エストニア東部のペイプシ湖沿岸で8月15、16日、「Peipsi Food Street 175 km」が開かれた。ヴァスクナルヴァから南のセトマーまで約175キロのルートに、2日間限定の食堂やカフェが40軒並ぶ催しだ。大きな会場に屋台を集めるのではなく、湖畔の村や地域のさまざまな場所を一本の「食の道」で結び、車や自転車で巡りながら土地の味を楽しむ。湖の景色と食卓をセットにして、広い地域そのものを会場に変えているのが特徴だ。
■ 湖と森と畑が、そのままメニューになる
主役はペイプシ湖周辺で採れる食材だ。湖の魚に加え、ノロジカやヘラジカ、ビーバー、ウサギ、ヤギ、羊、牛などの肉、森のキノコ、庭で採れた野菜まで幅広い。昔ながらの料理だけでなく、キュウリやアンズタケを使ったアイスクリームのような意外な一品も登場する。地域の食文化を「昔からの名物」として固定せず、今の作り手が自由に料理しているところも面白い。農業、漁業、森林という土地の仕事が、そのまま一皿の背景として見えてくる。
■ 二日間だけのレストランが地域に点在
この催しでは、常設のレストランだけに人を集めるのではなく、ルート上の各地に期間限定の店が点在する。食べる側にとっては、観光名所を回るよりも、住民の暮らしの近くまで入り込む体験だ。料理のほか、展示や地域の飲み物、文化プログラムを用意する場所もあり、一皿をきっかけに土地の人と会話が生まれる。

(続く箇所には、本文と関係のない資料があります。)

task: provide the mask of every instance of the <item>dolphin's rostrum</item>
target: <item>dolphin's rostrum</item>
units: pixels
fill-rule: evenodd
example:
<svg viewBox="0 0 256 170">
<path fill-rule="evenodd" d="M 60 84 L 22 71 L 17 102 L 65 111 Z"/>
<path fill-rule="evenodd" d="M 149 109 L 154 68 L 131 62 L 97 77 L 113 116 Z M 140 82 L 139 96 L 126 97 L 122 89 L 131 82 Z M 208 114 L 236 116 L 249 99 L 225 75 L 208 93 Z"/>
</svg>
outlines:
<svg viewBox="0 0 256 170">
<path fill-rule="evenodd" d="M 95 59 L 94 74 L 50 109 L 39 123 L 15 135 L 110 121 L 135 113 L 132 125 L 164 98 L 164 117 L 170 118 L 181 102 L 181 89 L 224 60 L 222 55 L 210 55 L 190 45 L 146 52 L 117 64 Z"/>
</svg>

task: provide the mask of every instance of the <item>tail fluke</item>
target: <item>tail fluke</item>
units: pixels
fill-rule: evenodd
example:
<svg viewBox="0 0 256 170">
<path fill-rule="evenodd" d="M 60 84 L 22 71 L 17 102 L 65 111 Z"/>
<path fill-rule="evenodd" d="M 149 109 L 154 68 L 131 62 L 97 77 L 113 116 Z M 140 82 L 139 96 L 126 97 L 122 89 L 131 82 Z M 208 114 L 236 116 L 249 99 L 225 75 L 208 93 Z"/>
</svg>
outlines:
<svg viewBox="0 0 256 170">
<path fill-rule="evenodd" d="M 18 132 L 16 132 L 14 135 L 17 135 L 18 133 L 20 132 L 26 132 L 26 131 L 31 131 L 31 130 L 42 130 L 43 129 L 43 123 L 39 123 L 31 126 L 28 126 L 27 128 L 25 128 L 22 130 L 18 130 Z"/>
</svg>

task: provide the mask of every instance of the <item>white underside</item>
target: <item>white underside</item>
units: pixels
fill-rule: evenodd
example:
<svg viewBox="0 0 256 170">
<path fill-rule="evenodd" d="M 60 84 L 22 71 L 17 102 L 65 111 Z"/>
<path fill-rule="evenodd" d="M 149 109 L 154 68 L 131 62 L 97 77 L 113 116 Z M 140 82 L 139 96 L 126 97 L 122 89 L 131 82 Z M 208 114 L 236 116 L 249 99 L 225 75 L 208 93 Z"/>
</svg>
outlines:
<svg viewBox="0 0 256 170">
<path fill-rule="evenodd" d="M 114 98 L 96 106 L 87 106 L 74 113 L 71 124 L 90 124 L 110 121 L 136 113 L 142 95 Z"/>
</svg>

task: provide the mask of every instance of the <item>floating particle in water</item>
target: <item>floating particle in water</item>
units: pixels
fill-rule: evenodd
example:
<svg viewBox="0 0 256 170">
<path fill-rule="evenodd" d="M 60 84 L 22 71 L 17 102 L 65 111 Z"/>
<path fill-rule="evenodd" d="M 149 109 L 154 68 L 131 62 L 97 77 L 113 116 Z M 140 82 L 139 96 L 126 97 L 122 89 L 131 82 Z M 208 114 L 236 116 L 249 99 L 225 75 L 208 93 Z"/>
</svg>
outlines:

店構えが均一ではないからこそ、それぞれの村や作り手の個性も伝わりやすい。
■ 目的地ではなく「道の途中」を楽しむ
175キロという長さは、一日で全店を制覇するためのものではない。どの村に立ち寄るかを選び、湖の景色や小さな集落を移動そのものと一緒に味わう仕組みだ。人気店を一か所に集めるイベントとは反対に、人の流れを広い地域へ分散させる。食を入口に、普段なら通過してしまう村へ立ち寄る理由をつくり、小さな生産者や店にも来訪者との接点を生む。ペイプシ湖の「食の道」は、地域の台所そのものを観光資源に変える方法を見せている。